An expanding number of researchers believe that medicine is on the threshold of a revolution. Using the tools of molecular biology, researchers hope to manipulate directly an individual's deoxyribonucleic acid (DNA) to cure many diseases, including inherited genetic disorders like sickle cell anemia, many forms of cancer, and viral diseases, such as AIDS. While some dismiss "gene therapy" as a distant frontier of medicine, over thirty clinical trials are ongoing, start-up companies are developing gene therapy commercially, and the NIH has devoted a large share of its research spending to this field. Gene therapy could contribute to HIV treatment within the foreseeable future.
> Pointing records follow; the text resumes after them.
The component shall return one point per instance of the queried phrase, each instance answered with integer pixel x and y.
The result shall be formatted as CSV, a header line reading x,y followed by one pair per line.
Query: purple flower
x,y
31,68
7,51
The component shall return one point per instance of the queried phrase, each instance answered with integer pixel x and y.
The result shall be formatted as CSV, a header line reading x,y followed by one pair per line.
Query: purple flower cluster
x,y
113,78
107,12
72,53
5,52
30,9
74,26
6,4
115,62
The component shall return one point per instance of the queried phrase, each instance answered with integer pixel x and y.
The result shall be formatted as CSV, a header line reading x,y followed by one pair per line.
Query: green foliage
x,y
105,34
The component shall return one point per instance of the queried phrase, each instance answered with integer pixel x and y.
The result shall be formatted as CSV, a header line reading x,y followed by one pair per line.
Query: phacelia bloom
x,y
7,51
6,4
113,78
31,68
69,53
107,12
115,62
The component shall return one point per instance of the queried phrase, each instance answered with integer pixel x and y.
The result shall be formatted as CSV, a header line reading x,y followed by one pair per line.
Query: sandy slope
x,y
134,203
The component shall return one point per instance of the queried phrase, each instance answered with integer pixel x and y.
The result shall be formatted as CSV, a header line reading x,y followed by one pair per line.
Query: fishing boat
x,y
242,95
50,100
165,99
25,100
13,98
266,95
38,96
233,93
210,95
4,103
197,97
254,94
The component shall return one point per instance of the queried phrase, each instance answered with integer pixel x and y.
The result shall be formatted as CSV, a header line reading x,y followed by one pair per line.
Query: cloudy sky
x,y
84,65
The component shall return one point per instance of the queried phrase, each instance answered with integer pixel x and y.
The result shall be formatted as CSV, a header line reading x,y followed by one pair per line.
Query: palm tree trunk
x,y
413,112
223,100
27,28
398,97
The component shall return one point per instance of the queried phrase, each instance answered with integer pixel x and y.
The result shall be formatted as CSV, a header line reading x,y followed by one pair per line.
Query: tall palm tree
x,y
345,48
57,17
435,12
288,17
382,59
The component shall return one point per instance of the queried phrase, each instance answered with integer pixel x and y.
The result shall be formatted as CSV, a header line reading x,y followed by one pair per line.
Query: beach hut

DNA is the master plan of life. DNA contains approximately 50,000 to 100,000 genes, each of which controls the production of one protein. Proteins form the basic building blocks of life--they control the structure, functioning, and reproduction of cells. Genetic diseases occur when a mutation alters a gene, resulting in the production of an unwanted protein, or the lack of an essential protein. It is a common misconception that all genetic diseases are inherited. Many diseases, including some forms of cancer and AIDS, originate in genetic mutations acquired after birth.

What Is Gene Therapy? Gene therapy does not refer to a specific substance, but to a distinct and emerging branch of medicine, in which new, manufactured genes are inserted into patients to fight disease. Gene therapy includes a wide variety of approaches. While the basic aim is to insert genes which create proteins that fight disease, these proteins can perform many functions. They can compensate for other deficient proteins, inhibit abnormal cellular functioning, or regulate the expression of another gene.

Approximately 1-2 percent of infants in the U.S. are born with a genetic birth defect caused by the absence, or in some cases even the presence, of a single gene. Inherited genetic disorders of this sort provide the clearest example of gene therapy's potential. ADA-deficient Severe Combined Immunodeficiency (SCID) is a disease of profound immune suppression similar to AIDS in symptoms, but not in cause. ADA- deficient SCID results from the lack of the gene which produces adenoside deaminanse (ADA), a protein crucial to the workings of the T-cell, an important immune cell.

Scientists implanted the ADA gene into the T-cells of children with the disease. Since 1990, two little girls with the disease have been transfused with their own gene-corrected T-cells. There is yet to be a controlled clinical study; no real evidence of benefit can be garnered so far. However, it is very encouraging that the gene seems to perform inside the body and the T-cells function normally. This indicates that, despite many technical hurdles, gene therapy is feasible.

The optimism engendered by the ADA work has to be tempered by the profound technical hurdles which remain. The greatest technical challenge thus far is how to insert the right genes into the right cells in the body. Disabled viruses are the most commonly used delivery method. One way to understand this is to remember how a virus works. A virus is essentially a piece of genetic material which survives by integrating itself into DNA of other organisms. Scientists can immobilize a virus, such as an adenovirus (a family of viruses which cause disease in the respiratory tract and eyes), and insert new genes into it. The immobilized virus does not have the ability to replicate itself, or cause disease, but does retain its capacity to infect cells and transmit the synthesized gene.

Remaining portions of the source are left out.